禁じられた旋律 6/強行降下

 輸送機が翡翠島を肉眼でも駆使できる距離に近づくと、島の周辺に展開している敵艦隊から砲撃が始まった。

 外の景色は急速に変わり、青い海と緑豊かな島の風景が一瞬にして火花と煙に覆われる。

 機体は激しく揺れ、隊員たちはそれぞれの装備を抱き抱えながら緊張の面持ちを隠せないでいた。

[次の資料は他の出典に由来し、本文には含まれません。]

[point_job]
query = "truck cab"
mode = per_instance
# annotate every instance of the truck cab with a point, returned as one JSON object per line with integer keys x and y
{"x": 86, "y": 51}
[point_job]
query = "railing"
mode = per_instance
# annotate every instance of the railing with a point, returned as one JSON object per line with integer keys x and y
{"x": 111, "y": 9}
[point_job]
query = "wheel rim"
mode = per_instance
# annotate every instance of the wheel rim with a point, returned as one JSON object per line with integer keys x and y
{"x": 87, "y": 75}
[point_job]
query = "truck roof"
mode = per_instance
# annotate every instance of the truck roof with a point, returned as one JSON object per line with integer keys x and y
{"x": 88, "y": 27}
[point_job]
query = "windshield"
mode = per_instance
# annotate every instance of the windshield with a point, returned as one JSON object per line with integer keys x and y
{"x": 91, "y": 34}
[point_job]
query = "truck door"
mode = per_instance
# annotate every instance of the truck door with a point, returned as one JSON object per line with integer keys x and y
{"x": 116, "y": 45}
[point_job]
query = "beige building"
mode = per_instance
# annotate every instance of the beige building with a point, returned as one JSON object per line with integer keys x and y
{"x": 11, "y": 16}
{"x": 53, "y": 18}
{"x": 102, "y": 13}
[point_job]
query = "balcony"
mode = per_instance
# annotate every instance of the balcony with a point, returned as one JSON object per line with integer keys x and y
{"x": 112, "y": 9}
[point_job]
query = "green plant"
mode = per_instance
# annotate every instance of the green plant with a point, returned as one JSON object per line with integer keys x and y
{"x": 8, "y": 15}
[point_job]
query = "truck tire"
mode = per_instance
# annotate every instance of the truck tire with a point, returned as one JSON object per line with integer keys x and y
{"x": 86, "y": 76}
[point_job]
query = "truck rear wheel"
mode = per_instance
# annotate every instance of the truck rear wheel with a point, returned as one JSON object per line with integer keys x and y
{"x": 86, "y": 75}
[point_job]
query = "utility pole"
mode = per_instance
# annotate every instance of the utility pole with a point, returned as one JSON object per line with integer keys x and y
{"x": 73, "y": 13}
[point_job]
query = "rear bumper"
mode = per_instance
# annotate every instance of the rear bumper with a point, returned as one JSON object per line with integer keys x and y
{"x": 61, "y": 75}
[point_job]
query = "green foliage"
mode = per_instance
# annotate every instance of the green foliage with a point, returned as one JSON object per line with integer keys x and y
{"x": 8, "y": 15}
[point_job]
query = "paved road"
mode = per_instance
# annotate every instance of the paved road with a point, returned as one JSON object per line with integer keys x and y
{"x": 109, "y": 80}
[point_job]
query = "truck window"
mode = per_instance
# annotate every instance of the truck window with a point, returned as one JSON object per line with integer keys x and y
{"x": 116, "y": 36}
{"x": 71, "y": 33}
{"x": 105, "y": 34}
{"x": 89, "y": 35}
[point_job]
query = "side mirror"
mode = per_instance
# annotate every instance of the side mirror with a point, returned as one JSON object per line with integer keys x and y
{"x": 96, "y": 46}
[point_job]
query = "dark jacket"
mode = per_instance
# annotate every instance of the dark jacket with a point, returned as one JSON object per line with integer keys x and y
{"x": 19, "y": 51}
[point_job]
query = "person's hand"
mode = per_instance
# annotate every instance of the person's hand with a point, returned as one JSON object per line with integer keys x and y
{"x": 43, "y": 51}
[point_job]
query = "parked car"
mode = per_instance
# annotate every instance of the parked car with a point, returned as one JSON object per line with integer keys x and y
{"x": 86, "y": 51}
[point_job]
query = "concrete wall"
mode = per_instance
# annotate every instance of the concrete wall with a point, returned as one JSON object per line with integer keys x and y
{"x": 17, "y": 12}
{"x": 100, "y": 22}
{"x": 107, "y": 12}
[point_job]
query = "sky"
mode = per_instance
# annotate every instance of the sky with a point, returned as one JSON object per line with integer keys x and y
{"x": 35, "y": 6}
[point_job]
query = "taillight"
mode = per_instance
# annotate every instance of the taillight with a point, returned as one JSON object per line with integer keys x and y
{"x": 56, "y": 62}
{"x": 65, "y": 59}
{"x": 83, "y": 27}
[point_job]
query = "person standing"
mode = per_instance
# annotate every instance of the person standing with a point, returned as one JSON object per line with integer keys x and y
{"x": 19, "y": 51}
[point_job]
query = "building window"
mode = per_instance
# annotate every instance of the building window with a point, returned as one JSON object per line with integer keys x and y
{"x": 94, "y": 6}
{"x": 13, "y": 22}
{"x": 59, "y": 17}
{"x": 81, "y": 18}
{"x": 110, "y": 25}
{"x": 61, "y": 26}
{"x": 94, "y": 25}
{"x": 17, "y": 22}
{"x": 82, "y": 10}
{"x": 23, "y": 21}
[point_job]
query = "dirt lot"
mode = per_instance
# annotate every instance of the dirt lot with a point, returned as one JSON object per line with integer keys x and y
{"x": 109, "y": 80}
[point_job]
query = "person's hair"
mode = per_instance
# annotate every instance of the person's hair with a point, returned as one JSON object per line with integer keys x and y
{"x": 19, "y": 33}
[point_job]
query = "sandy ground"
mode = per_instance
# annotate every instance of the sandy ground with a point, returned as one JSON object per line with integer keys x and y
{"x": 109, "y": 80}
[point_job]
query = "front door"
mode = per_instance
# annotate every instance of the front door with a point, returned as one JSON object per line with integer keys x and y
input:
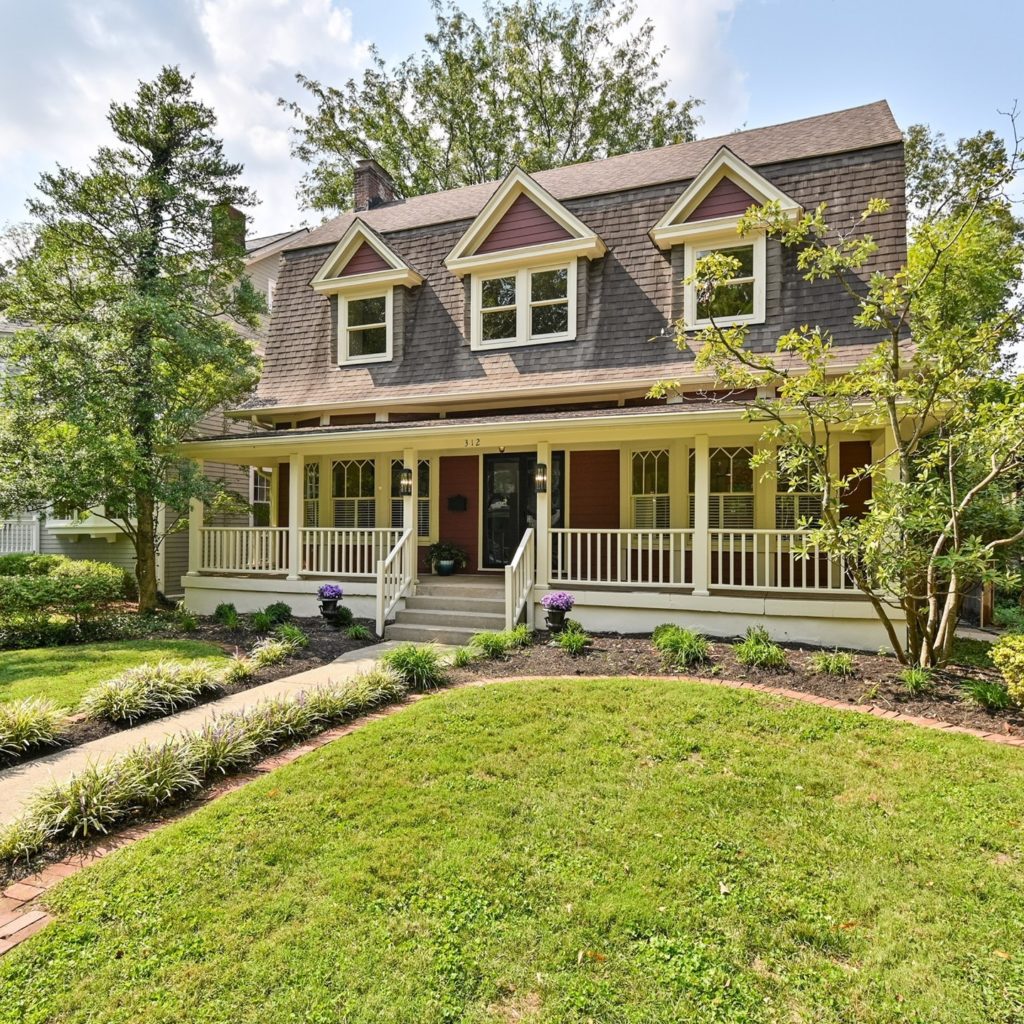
{"x": 510, "y": 502}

「おおお、けっこう激しい砲撃だな…… お前ら、身体をしっかり固定しろ! 山崎ヤマさん!」


 柳田が倫道たち新兵へ荷物を抱え身体を固定する様に指示を飛ばすと、山崎へ視線を飛ばし共に輸送機のコックピットへ向かう。


「ここでの砲撃…… かなりヤバめっすね」

「ああ、予想以上に敵戦力に押し込まれているみたいだな」


 現状に舌打ちをしつつ、2人は勢いよくコックピットへ繋がる鉄扉を開ける。


「状況は?」

「アプローチラインに入った所、島の反対側から砲撃を受けましたので一度断念し旋回に入りました!」


 柳田の問いかけに機長が顔を正面に向けたまま答える。

 山崎はコックピットの風防越し、眼下に広がる海上で点在する敵戦力を目視する。

 戦艦、巡洋艦、駆逐艦が翡翠島の南西付近に集結し、まるで蜂の巣のように、無数の艦船が密集している。その間を、白い航跡が複雑に交差し、まるで巨大な蜘蛛の巣の様に青い海上へ描かれていた。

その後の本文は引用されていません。